Why would home surpass work as a source of stress? Hochschild argues that women’s mass entry into employment created a time shortage at home as families face a “second shift” of housework, cooking, and childcare after the workday [3]. Not only are these chores often onerous in themselves, the division of tasks is frequently contentious [1, 3]. As a result, individuals may experience more stress at home than at work, enticing them to spend more time at work [1]. However, ironically, the stress at home is increased by long work hours. The more time one spends at work, the more housework is waiting at home. In addition, long work hours exacerbate tensions between family members over work-family balance and the division of chores.

In this light, research indicating that people feel more stressed on workdays than on weekends [2] might be capturing the stress of the second shift at home, rather than the stress of work itself. It seems that work is not especially stressful in itself, but working may make home life more stressful. Indeed, over half of working parents report that balancing home and work responsibilities is very or somewhat difficult [1]. If, as Hochschild argues, workers increase their hours at work to escape the stresses of home life—thus exacerbating the stress at home—home life will become increasingly stressful over time.
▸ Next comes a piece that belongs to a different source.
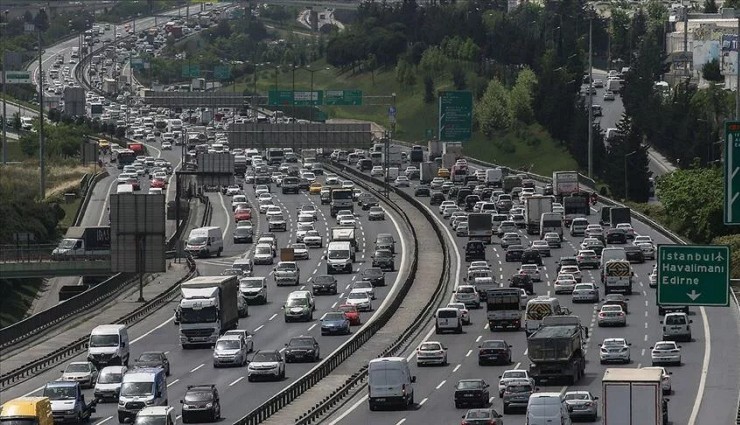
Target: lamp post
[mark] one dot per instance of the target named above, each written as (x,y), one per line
(626,180)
What might break this vicious cycle? Clearly, Americans need to improve their work-life balance, but quitting their jobs would not improve their overall well-being—employment is associated with improved physical and mental health [2]. Moreover, offering employees flexible work plans may not solve the problem either, unless workers can be persuaded to use them—some of the workers most pressed for time may prefer the time they spend at work over their time at home. (Many workers may also be justifiably concerned that taking advantage of “family friendly” job options would de-rail their career.) Unfortunately, there is unlikely to be a simple solution to America’s work-home conflict.


[1] Hochschild, Arlie. 1997. The Time Bind: When Work Becomes Home and Home Becomes Work. New York: Henry Holt and Company, LLC.


[3] Hochschild, Arlie. 1989. The Second Shift: Working Parents and the Revolution at Home. New York: Penguin Books.